Presupuesto 2026: ¿el Gobierno está repitiendo los problemas de este año?

El Ministerio de Hacienda ya destapó sus cartas con el presupuesto general del próximo año, y así como en el proyecto para 2025, llueven las críticas por la forma en que se va a financiar, el monto elevado y la delicada situación de las finanzas públicas. ¿Cuáles son los problemas del presupuesto?

Por: Laura Lucía Becerra Elejalde

El Gobierno de Gustavo Petro tiene un ambicioso plan para 2026: un presupuesto por 557 billones de pesos, el más alto de la historia, en un año en que el país necesita ajustar sus finanzas públicas. Las comisiones económicas del Congreso citaron para comenzar hoy los debates, con lo que se inicia la contrarreloj, pues deberán aprobar el monto antes del 15 de septiembre.
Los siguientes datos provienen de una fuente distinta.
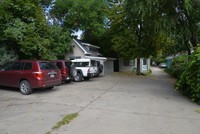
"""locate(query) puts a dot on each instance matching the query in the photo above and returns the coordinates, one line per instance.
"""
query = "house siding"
(76, 52)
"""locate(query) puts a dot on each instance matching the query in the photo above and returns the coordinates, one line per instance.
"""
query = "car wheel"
(86, 78)
(78, 77)
(25, 87)
(67, 81)
(50, 87)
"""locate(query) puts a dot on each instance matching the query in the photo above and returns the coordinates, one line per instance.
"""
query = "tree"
(135, 31)
(87, 16)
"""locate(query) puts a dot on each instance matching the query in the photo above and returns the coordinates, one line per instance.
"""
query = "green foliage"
(66, 120)
(179, 65)
(6, 56)
(25, 30)
(189, 82)
(87, 15)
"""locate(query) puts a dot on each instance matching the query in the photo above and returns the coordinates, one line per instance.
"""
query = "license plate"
(52, 76)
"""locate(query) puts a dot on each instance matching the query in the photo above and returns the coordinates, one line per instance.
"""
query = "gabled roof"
(83, 45)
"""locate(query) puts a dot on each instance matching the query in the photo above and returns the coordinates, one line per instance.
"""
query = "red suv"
(67, 71)
(29, 74)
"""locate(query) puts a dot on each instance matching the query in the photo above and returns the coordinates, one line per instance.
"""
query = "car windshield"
(47, 66)
(7, 66)
(81, 64)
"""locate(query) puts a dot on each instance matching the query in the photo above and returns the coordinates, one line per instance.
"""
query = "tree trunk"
(138, 66)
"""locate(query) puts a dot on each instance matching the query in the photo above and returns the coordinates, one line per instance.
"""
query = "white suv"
(86, 68)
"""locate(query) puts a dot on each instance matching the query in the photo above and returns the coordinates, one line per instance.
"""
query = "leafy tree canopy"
(24, 29)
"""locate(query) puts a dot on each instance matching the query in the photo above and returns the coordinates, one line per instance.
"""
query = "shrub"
(178, 66)
(189, 81)
(6, 56)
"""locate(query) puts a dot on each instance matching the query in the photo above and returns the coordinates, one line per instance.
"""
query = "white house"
(131, 65)
(86, 50)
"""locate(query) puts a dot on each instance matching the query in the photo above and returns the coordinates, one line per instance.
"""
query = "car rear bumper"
(45, 84)
(66, 78)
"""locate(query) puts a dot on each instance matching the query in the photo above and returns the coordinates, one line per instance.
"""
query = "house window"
(129, 62)
(126, 62)
(74, 57)
(144, 61)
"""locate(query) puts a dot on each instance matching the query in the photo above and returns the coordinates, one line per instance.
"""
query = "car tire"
(86, 78)
(78, 77)
(67, 81)
(50, 87)
(25, 87)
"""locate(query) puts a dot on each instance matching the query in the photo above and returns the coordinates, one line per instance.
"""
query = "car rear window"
(47, 66)
(68, 64)
(81, 64)
(17, 66)
(28, 66)
(59, 65)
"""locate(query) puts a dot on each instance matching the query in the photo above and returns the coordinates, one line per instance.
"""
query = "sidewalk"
(137, 105)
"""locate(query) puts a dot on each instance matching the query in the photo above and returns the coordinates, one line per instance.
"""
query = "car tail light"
(38, 75)
(63, 71)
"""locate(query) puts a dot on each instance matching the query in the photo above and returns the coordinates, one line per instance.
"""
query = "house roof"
(84, 47)
(79, 43)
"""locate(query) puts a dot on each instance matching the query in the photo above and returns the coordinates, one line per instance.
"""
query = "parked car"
(162, 65)
(68, 72)
(30, 74)
(86, 68)
(99, 67)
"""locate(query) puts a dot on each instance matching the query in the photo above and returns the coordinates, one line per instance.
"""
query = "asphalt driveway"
(114, 104)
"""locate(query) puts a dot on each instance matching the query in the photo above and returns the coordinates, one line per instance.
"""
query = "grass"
(66, 120)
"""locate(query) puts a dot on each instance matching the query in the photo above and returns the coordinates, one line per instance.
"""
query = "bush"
(189, 81)
(178, 66)
(6, 56)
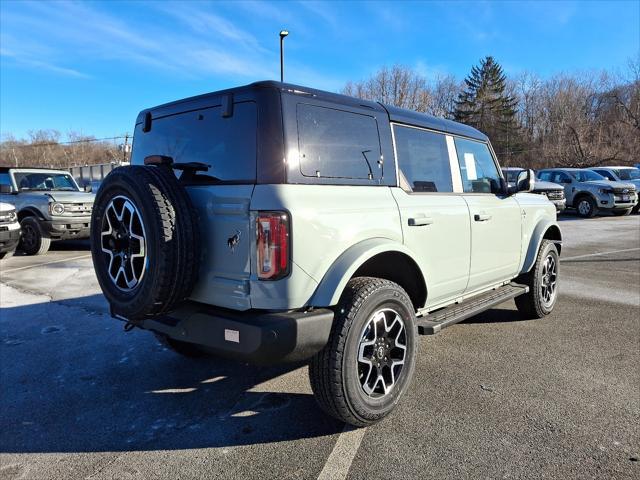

El ministro de Hacienda, Germán Ávila, sacó pecho cuando se radicó el proyecto a finales de julio en la Cámara de Representantes y aseguró que este proyecto es un esfuerzo dirigido a garantizar las metas del plan nacional de desarrollo. Los expertos no opinan lo mismo. Según ellos, el nuevo presupuesto repite varios de los problemas del proyecto del año pasado –el primero desde la Constitución de 1991 que no es aprobado por el Legislativo y debe emitirse por decreto– y su camino en el Congreso podría ser turbulento una vez más.

Si el proyecto del presupuesto para el año entrante se aprueba tal y como lo presentó el Gobierno, significaría un aumento de 6,5 por ciento en comparación con los 523 billones que buscaba el Gobierno para el presupuesto de 2025 y que aprobó por decreto. Una diferencia de 34 billones de pesos.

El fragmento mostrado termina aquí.